For the past five days I've been blogging about grief. Specifically grief over our brokenness that contributes to global poverty. I've been using this picture as a focal point. Meditating on the idea that "the poor" are often seen as broken yet we are all broken; sitting in the shadows of culture and power; often trying to cover up our brokenness.
In full disclosure this practice was part of one of my doctoral classes but the subject of poverty was so timely and the process so fulfilling that I thought it might be helpful to share here. Advent and Christmas reminds us that God is with us and that Jesus came into the world for and among the poor first as the shepherds were the first (non family or animals) to see him. My daily meditations on grief about the poor taught me many things about myself that I'd like to share.
- Grief is not to be taken lightly. Reflecting on grief and not moving directly to hope or a solution is very, very difficult for me. But I discovered that by dwelling on my grief for my neighbor without rushing the process I was able to empathize much more deeply with my neighbor and appreciate hope in a profound way as well. The process brought up reminders of other grief in my life. I remembered my step-mom who died on Dec 1, 2013. Although the grief is gone the loss is still felt. I still mourn and grieve but I don't stay there. Bringing back the feelings of grief related to something else helped me to do some healing regarding her loss. This healing process was a means of grace. I feel like I've just scratched the surface but I also feel like I've discovered a new discipline that will help me grow stronger emotionally as well as spiritually.
- My connection to poverty is loose at best. Poverty is defined differently by different people. I understand that it is not only about measurable income or wealth but also about a state of mind toward needs and whole living. Yet even with this broader definition I have a hard time wrapping my head around poverty because I don't embody poverty. While the fact that my county, though affluent, has homelessness troubles me deeply I still have only a dim idea of what poverty is really like. I can point to injustice. I can give examples of people who identify as poor and tell their stories of struggle but their injustices and struggles are not mine. I cannot fully grieve those. What I discovered is that what I can grieve is my brokenness that perpetuates the systems that contribute to the problem.

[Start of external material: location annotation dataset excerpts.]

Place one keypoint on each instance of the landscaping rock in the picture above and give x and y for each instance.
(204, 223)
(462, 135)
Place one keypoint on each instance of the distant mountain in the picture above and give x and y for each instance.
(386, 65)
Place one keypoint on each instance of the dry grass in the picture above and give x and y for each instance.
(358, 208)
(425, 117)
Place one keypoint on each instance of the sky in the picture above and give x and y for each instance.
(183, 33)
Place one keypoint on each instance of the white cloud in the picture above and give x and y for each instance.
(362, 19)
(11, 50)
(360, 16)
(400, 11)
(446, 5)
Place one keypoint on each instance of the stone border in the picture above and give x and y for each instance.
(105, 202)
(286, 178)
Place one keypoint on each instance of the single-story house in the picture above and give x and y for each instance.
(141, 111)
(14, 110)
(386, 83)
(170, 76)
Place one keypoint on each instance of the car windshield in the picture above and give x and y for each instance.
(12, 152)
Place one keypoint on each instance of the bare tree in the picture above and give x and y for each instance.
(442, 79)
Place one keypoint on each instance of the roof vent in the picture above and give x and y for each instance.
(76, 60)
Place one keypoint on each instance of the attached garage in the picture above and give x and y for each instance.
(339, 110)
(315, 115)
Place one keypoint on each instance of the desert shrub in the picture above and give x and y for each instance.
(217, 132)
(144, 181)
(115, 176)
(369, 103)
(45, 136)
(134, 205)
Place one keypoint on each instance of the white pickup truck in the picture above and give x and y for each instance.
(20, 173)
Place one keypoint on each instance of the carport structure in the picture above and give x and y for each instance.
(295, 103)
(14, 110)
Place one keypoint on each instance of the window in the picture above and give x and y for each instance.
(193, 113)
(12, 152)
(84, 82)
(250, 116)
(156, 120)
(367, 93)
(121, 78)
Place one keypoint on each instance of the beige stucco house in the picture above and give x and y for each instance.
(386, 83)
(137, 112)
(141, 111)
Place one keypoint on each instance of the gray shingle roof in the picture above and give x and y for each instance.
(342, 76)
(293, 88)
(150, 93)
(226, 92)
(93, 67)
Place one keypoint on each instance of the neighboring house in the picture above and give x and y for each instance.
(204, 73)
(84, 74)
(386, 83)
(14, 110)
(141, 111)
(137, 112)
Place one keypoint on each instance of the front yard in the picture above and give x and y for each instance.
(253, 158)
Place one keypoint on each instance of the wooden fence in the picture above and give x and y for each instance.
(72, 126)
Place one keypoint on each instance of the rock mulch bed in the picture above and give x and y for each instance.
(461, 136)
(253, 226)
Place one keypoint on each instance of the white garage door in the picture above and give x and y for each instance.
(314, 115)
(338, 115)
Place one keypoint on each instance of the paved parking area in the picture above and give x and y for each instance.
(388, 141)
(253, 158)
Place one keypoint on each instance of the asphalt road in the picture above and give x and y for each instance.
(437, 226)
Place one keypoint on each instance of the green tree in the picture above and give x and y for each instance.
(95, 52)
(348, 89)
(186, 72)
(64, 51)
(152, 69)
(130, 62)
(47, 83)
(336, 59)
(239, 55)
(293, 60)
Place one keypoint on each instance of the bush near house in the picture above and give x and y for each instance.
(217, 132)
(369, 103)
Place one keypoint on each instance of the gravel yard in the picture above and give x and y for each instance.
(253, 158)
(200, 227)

- The creative process needs a revival in the church. Why is it that we do crafts, sing songs, dance, and do skits with our children and youth for religious education but stop short after graduation? The funnel of creativity is limited after high school to church choirs and occasional musical offerings. You might find larger churches doing liturgical dances or out of the box churches highlighting art during worship but it is not common practice. The process that I took in looking for a place to take a picture awakened my soul! I wanted to show why we needed to do more in this world without using words or logical fallacies or conversely something that would make a good Instagram photo (although I think it would). I discovered that this undertaking opened my own eyes and perhaps let me see just a glimpse through the eyes of God.
- I am my own blind-spot. When reflecting on poverty I wanted to point to the flaws in our education systems, our government, and our justice systems. Yet time and time again God kept saying, "Yes but..." I have a role to play in this as well. I discovered that brokenness was a harsh reminder of my role in what I grieve.